Keratoconus is a disease of young people and is most common and most aggressive in children and adolescents (8 to 19 years). It is therefore very important to carry out regular follow-up checks here. Above all, the children of adult patients with keratoconus should also be examined.
Our group has one of the longest international experiences in the treatment of children and adolescents. This particular age group requires special care and attention because the risk of postoperative complications such as infection can be greatly increased.
Unlike adults, children and adolescents are immediately cross-linked as soon as the keratoconus is clearly diagnosed. So there are no historical controls planned to prove the deterioration.
This is because one of the first major studies of CXL in children (in 2012) clearly showed that keratoconus worsened in 88% of all children and adolescents aged 8 to 19. This study comes from our research group. These results made it clear that if the disease worsens in 9 out of 10 children and adolescents, there should be no hesitation in treating the condition immediately.
The results of cross-linking in children and adolescents are as excellent as they are in adults: the disease can be stopped with a high rate of success. In adults, we usually have to wait six months to see if the CXL treatment has succeeded, but in children and adolescents we can often determine success after just three months.
We often see children react more clearly and more strongly than adults. The topography below shows a remarkable result early after crosslinking the right eye: the cornea not only stabilized, but also underwent a flattening of more than 5 diopters after 7 months.
7 months after CXL
A 15-year-old boy with a decrease in visual acuity in his right eye that started 3 months before the first consultation. The patient and his parents were asked to come to a follow-up after 4 weeks. Unfortunately, they did not reappear until 3 months later. The right picture shows the massive deterioration after just 3 months.
Cross-linking in children and adolescents is exactly the same as for adults. Because the treatment is painless, we can also treat children over the age of 9 under local anaesthesia.
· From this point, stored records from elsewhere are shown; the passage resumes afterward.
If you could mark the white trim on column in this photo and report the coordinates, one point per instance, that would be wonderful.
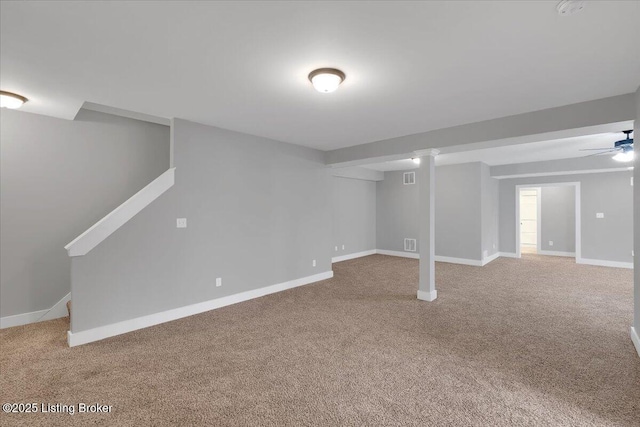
(352, 256)
(463, 261)
(508, 255)
(636, 339)
(428, 296)
(412, 255)
(102, 332)
(557, 253)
For children under the age of 9 years, if necessary, we will perform the treatment under general anaesthesia: our anaesthetists will discuss this with you separately.
This is a difficult decision in children. CXL requires the second layer of the cornea, the stroma, to be saturated with riboflavin. Unfortunately, the first layer of the cornea, the epithelium, stops riboflavin from penetrating into the stroma.
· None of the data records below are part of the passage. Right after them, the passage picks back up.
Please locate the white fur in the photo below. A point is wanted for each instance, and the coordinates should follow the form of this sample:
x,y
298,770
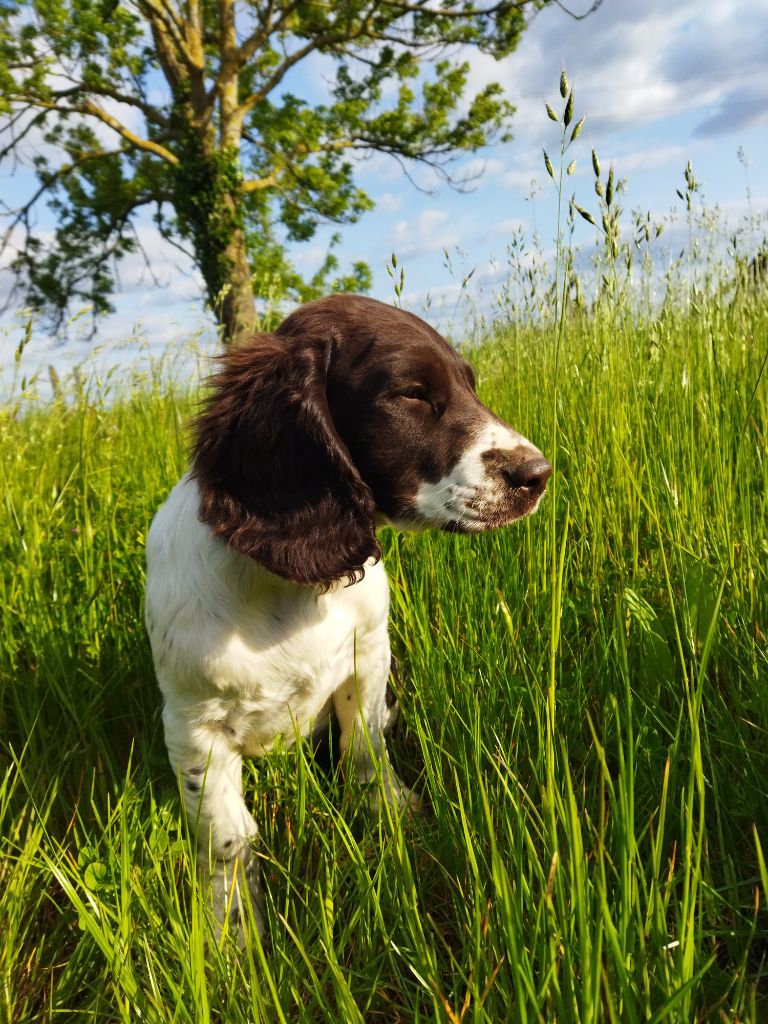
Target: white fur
x,y
468,495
Therefore, CXL usually involves removing the epithelium in the center of the cornea so that riboflavin can penetrate into the stroma directly. This technique is called “epi-off CXL”, because the epi(thelium) is taken off. Epi-off CXL exists since 2002.
A major disadvantage of epi-off CXL is that removal of the epithelium can cause substantial pain: children tend to rub their eyes immediately after surgery, which increases the risk for (dangerous) corneal infection.
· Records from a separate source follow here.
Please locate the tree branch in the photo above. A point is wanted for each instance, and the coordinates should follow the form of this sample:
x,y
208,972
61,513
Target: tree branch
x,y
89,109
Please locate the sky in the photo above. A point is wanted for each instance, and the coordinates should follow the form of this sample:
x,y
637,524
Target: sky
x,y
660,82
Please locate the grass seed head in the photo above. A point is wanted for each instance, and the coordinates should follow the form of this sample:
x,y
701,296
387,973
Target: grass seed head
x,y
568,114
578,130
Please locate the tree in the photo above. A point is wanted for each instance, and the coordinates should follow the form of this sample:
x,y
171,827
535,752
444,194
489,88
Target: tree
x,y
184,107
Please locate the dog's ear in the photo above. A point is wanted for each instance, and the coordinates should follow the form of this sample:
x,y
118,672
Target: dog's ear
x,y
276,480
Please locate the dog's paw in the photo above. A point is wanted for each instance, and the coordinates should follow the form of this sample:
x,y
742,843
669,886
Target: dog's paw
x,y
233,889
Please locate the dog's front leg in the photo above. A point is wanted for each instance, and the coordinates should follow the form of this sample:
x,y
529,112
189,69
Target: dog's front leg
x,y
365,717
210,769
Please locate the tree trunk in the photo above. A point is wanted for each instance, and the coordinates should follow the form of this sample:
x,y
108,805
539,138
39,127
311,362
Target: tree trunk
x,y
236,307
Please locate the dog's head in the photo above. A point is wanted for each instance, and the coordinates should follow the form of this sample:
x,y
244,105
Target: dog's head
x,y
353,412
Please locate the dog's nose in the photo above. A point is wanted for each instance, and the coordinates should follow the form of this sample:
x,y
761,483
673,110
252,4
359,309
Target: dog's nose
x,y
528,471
In epi-on CXL, the epithelium is not removed. Special eye drops (penetration enhancers) are used to get the riboflavin through the epithelium into the stroma. The infection risk is virtually null and there is no pain, just a slight discomfort, but the effectiveness might be slightly lower than epi-off CXL. Successful epi-on CXL exists since 2019, .
– Epi-off CXL has 20 years of data showing effectiveness and it has the greatest chance of stopping keratoconus progression, but it is a little riskier.
– Epi-on CXL is approaching the effectiveness of epi-off CXL, makes the immediate period after surgery more comfortable for the child and decreases the risk for infection.
Therefore, we will decide individually by assessing each child. If there are doubts that a child will cope well with the post-surgical eye drop and bandage contact lens wearing regimen, then we may propose using epi-on CXL.